Student-centered inquiry is the bedrock of the curriculum and teaching approach at Bronx Lab School. Teachers develop questions that spark curiosity and drive students to read, write, think, share, explore, solve, create, collaborate, present, question, defend, negotiate, compromise and reflect. Inquiry is a meaningful process that facilitates deep understanding rather than standardized, rote responses.
Habits of Mind
The Habit of Mind are the foundation for inquiry-based learning at Bronx Lab School. Teachers promote awareness of the five Habits of Mind in class daily to prepare students for higher education and participation in society:
- Analyzing Evidence: support a given viewpoint and examine various forms of evidence
- Multiple Viewpoints: see an issue from different perspectives
- Intellectual Curiosity: think critically about the world around them and ask, “why?”
- Taking Creative Risks: step outside your comfort zone to try or explore something new
- Metacognition: reflect on your own learning
The Bronx Lab School community uses mastery-based grading (MBG) to guide all students to achieve the highest academic standards. We understand that grades are not used to punish or reward but to fairly measure student progress and growth towards meeting learning standards. Staff consistently implement multiple assessments that give students opportunities to meet and exceed the standards. Mastery-based grading builds skills in students that allow them to reflect on their growth and progress towards mastery.
MBG is a school-wide form of assessment that focuses on what a student is learning, shown by demonstrations of content knowledge and skills through student work. Students are assessed on Learning Standards, which are the goals and expectations of what each student should be able to do, know and understand over a given period of time.
Grades represent the progress that students have made toward mastering the skills and content outlined for the course. Teachers break long-term learning standards into supporting standards that help scaffold students’ progress. Assessments are then linked with the supporting standards to build a “body of evidence” that provides information about a student’s progress toward meeting the long-term standard.
MBG opens the door for students to take ownership of their own learning. It is expected that teachers, students, and parents have regular communication about what a students should be learning, which standards they have already met or exceeded, and which standards they need to continue working on.

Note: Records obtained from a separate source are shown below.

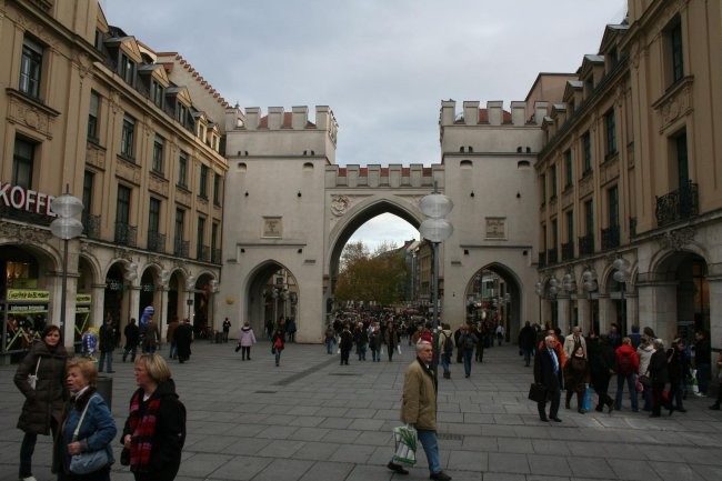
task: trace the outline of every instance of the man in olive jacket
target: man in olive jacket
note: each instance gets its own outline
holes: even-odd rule
[[[437,379],[431,370],[433,348],[429,341],[417,343],[417,360],[409,364],[403,379],[401,421],[417,429],[429,461],[430,479],[449,481],[451,477],[441,470],[437,442]],[[399,474],[409,474],[400,464],[390,462],[388,468]]]

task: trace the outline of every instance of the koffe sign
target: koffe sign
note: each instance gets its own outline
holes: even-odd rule
[[[50,210],[50,202],[54,196],[13,186],[10,182],[0,182],[0,207],[11,207],[26,212],[34,212],[57,217]]]

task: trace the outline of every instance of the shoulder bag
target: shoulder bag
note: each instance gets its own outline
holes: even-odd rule
[[[78,425],[76,425],[76,430],[72,433],[73,442],[78,441],[78,431],[80,430],[80,425],[86,418],[86,412],[88,412],[88,405],[96,395],[97,394],[90,397],[88,404],[86,404],[86,409],[82,410],[82,414],[78,420]],[[81,452],[80,454],[73,454],[70,458],[70,472],[74,474],[88,474],[104,468],[109,463],[110,460],[108,459],[108,452],[106,451],[106,448],[99,449],[97,451],[86,451]]]

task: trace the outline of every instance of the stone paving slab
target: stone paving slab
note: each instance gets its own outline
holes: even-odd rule
[[[393,362],[352,357],[340,365],[321,345],[289,343],[275,367],[267,343],[250,362],[233,347],[198,341],[190,362],[171,363],[188,409],[178,481],[429,479],[421,450],[410,475],[385,469],[412,349],[404,345]],[[121,427],[136,385],[132,365],[116,358],[112,413]],[[22,398],[14,369],[0,367],[0,481],[17,480]],[[527,400],[532,373],[515,348],[488,350],[469,379],[460,364],[451,369],[451,380],[439,380],[439,443],[457,481],[722,479],[722,413],[706,409],[710,399],[688,399],[686,413],[659,419],[562,408],[562,423],[550,424]],[[113,448],[119,455],[120,443]],[[39,481],[54,480],[48,438],[39,438],[33,462]],[[133,479],[121,465],[111,478]]]

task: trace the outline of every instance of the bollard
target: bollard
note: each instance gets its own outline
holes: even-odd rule
[[[98,394],[100,394],[103,398],[103,401],[106,401],[106,404],[108,404],[108,409],[112,411],[113,378],[110,375],[98,374],[98,384],[96,389]]]

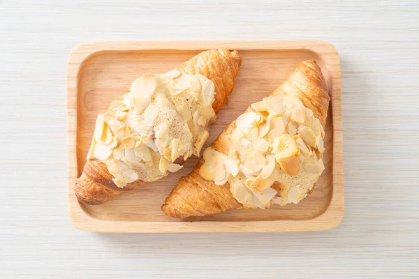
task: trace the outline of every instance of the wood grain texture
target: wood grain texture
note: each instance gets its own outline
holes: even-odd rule
[[[83,169],[97,115],[139,75],[166,73],[214,47],[237,50],[243,63],[228,98],[230,105],[218,114],[206,146],[249,104],[279,86],[300,62],[315,59],[323,68],[331,101],[325,128],[325,169],[314,193],[297,206],[272,206],[269,211],[230,211],[188,220],[168,217],[161,204],[175,186],[173,181],[196,165],[198,158],[193,158],[176,174],[103,204],[79,204],[75,181]],[[328,229],[340,223],[344,213],[341,73],[332,45],[316,40],[91,43],[71,52],[67,78],[68,206],[76,227],[102,232],[290,232]]]
[[[0,278],[417,278],[419,3],[0,1]],[[325,232],[106,234],[66,206],[66,63],[97,40],[317,39],[341,58],[345,214]]]

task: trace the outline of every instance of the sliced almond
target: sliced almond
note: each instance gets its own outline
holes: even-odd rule
[[[159,126],[156,133],[154,133],[156,138],[157,139],[162,139],[163,137],[166,137],[168,134],[169,128],[168,128],[168,126],[166,123],[161,123]]]
[[[300,124],[302,124],[304,123],[304,120],[305,119],[305,107],[294,107],[293,109],[293,112],[291,113],[291,118],[294,121]]]
[[[151,96],[156,90],[156,86],[157,84],[154,75],[152,74],[142,75],[134,81],[130,89],[130,91],[132,93],[133,99],[145,98],[149,100]],[[134,105],[135,105],[135,101]]]
[[[250,106],[252,109],[258,112],[267,112],[267,105],[265,100],[253,103]]]
[[[297,204],[298,203],[298,190],[300,190],[300,185],[297,185],[294,187],[292,187],[288,193],[287,197],[290,202],[293,204]]]
[[[122,110],[117,110],[115,112],[115,117],[118,120],[124,120],[128,116],[128,112],[123,112]]]
[[[284,112],[284,103],[280,96],[270,98],[267,101],[270,115],[279,115]]]
[[[157,152],[159,151],[159,149],[154,144],[154,141],[153,141],[149,136],[147,135],[141,137],[141,141],[142,141],[142,142],[144,142],[147,146],[152,149],[153,151]]]
[[[297,125],[293,122],[289,122],[286,125],[286,133],[289,135],[295,135],[297,134]]]
[[[316,137],[316,148],[321,153],[325,152],[325,144],[321,135]]]
[[[200,82],[196,75],[189,76],[188,85],[193,92],[199,93],[200,91]]]
[[[201,131],[198,135],[196,142],[195,142],[195,150],[196,150],[196,154],[197,156],[199,156],[199,153],[209,136],[210,133],[206,130]]]
[[[258,139],[254,144],[254,149],[259,152],[266,153],[269,150],[269,142],[263,139]]]
[[[119,146],[114,149],[112,151],[113,156],[117,160],[121,160],[124,158],[124,146],[122,144],[119,144]]]
[[[264,179],[268,178],[272,174],[276,165],[275,156],[273,155],[267,155],[266,160],[267,163],[262,168],[262,172],[260,172],[262,178]]]
[[[296,156],[281,158],[279,163],[282,169],[289,175],[294,175],[300,172],[300,160]]]
[[[267,139],[270,143],[273,143],[276,138],[281,137],[282,133],[278,130],[271,130],[267,133]]]
[[[260,137],[265,137],[265,135],[269,132],[270,128],[270,120],[265,119],[263,122],[262,122],[260,125],[258,126],[259,135]]]
[[[170,79],[174,79],[180,75],[180,70],[177,69],[173,69],[172,70],[169,70],[168,73],[164,74],[167,77]]]
[[[149,126],[153,126],[153,122],[159,115],[159,107],[156,105],[149,105],[144,112],[144,121]]]
[[[243,130],[247,130],[252,126],[255,126],[255,119],[257,114],[254,112],[247,112],[240,115],[235,121],[237,127]]]
[[[285,125],[281,117],[272,117],[270,119],[270,122],[271,130],[276,130],[281,134],[285,130]]]
[[[135,156],[140,157],[145,162],[149,162],[152,160],[150,149],[149,149],[148,146],[144,142],[137,142],[134,146],[134,152],[135,153]]]
[[[179,157],[179,140],[177,139],[173,139],[170,142],[170,159],[172,162],[175,162],[175,160],[176,160],[177,157]]]
[[[214,90],[215,86],[214,85],[214,82],[210,80],[205,80],[205,82],[203,84],[202,88],[202,94],[203,98],[204,100],[204,104],[205,105],[210,105],[214,102]]]
[[[303,126],[297,132],[302,140],[307,142],[310,146],[316,146],[316,136],[313,130],[307,126]]]
[[[205,127],[207,126],[207,119],[203,116],[200,116],[198,119],[197,123],[201,126]]]
[[[140,163],[142,160],[141,158],[135,155],[134,149],[132,148],[125,149],[124,156],[126,160],[130,163]]]
[[[305,165],[305,169],[310,174],[321,174],[325,169],[323,159],[320,159],[314,163],[307,163]]]
[[[123,137],[122,140],[121,140],[121,142],[122,142],[122,144],[124,144],[124,148],[125,149],[132,149],[134,148],[134,146],[135,145],[135,141],[133,134],[128,137]]]
[[[287,107],[304,107],[301,100],[293,93],[284,94],[284,104]]]
[[[191,111],[186,107],[180,107],[179,110],[177,110],[177,113],[184,121],[189,121],[192,117],[192,114]]]
[[[275,154],[277,161],[280,158],[295,156],[299,151],[295,140],[287,134],[283,134],[276,138],[272,146],[272,153]]]
[[[149,97],[140,96],[133,98],[134,107],[137,113],[141,114],[142,111],[152,103]]]

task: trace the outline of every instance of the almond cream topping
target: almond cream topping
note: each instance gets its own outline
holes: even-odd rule
[[[207,148],[199,173],[216,185],[228,183],[245,209],[297,204],[324,169],[323,127],[293,94],[268,97],[251,107],[235,121],[228,153]]]
[[[182,166],[174,162],[199,154],[208,138],[215,94],[201,75],[174,69],[141,76],[98,116],[87,158],[103,160],[121,188],[178,171]]]

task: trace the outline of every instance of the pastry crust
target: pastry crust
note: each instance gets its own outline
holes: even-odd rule
[[[242,63],[237,50],[214,49],[203,52],[182,63],[178,70],[189,75],[200,74],[211,80],[215,85],[215,100],[212,107],[217,113],[226,103],[233,91],[235,77]],[[115,100],[121,99],[122,95]],[[115,110],[111,103],[108,110]],[[184,163],[178,158],[178,164]],[[136,188],[147,182],[138,180],[124,188],[118,188],[112,179],[106,165],[99,160],[89,160],[83,168],[83,173],[78,179],[75,192],[78,200],[86,204],[100,204],[122,193]]]
[[[313,111],[324,128],[330,97],[324,77],[316,61],[308,60],[300,63],[288,79],[270,96],[280,95],[283,92],[295,94],[306,107]],[[249,107],[245,112],[251,110]],[[228,136],[231,135],[235,127],[235,121],[228,124],[212,143],[212,147],[228,154]],[[193,170],[187,176],[179,180],[161,206],[167,216],[179,218],[204,216],[242,206],[230,191],[228,183],[217,186],[199,174],[203,163],[204,159],[201,158]]]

As a member of the New York Performance Standards Consortium, we believe that learning cannot be sufficiently demonstrated within the confines of standardized assessments. This means that our students and teachers are challenged daily to read, write, think, share, explore, solve, create, collaborate, present, question, defend, negotiate, compromise, and most importantly, reflect upon themselves as learners.
To demonstrate these skills, Bronx Lab students work towards building a graduation portfolio that includes an analytic essay on literature, a social studies research paper, an extended or original science experiment, and problem-solving at higher levels of mathematics. Beginning in the 9th grade, students present and defend their work to panels made up of teachers, field experts, parents, and community members twice a year through our roundtable presentations. Students continue to demonstrate their learning through roundtables in 10th grade, and move on to graduation-level Performance Based Assessment Tasks (PBATs) in 11th and 12th grade.
What is a Performance Based Assessment Task?
PBATs are long-term projects that allow students to study a topic of their choice in-depth and express and exhibit learning through writing and oral presentation. Unlike standardized tests, PBATs allow students to demonstrate their knowledge and understanding in multiple modalities. In addition, a range of topics are available to students, which allows teachers to adjust content sophistication depending on the individual student’s achievement level.
In the preparatory grade-level Gateway projects, students demonstrate the skills and knowledge they have learned and why it matters. In graduation-level PBATs, students demonstrate both deep content knowledge and analytic thinking around their inquiry question of their choice.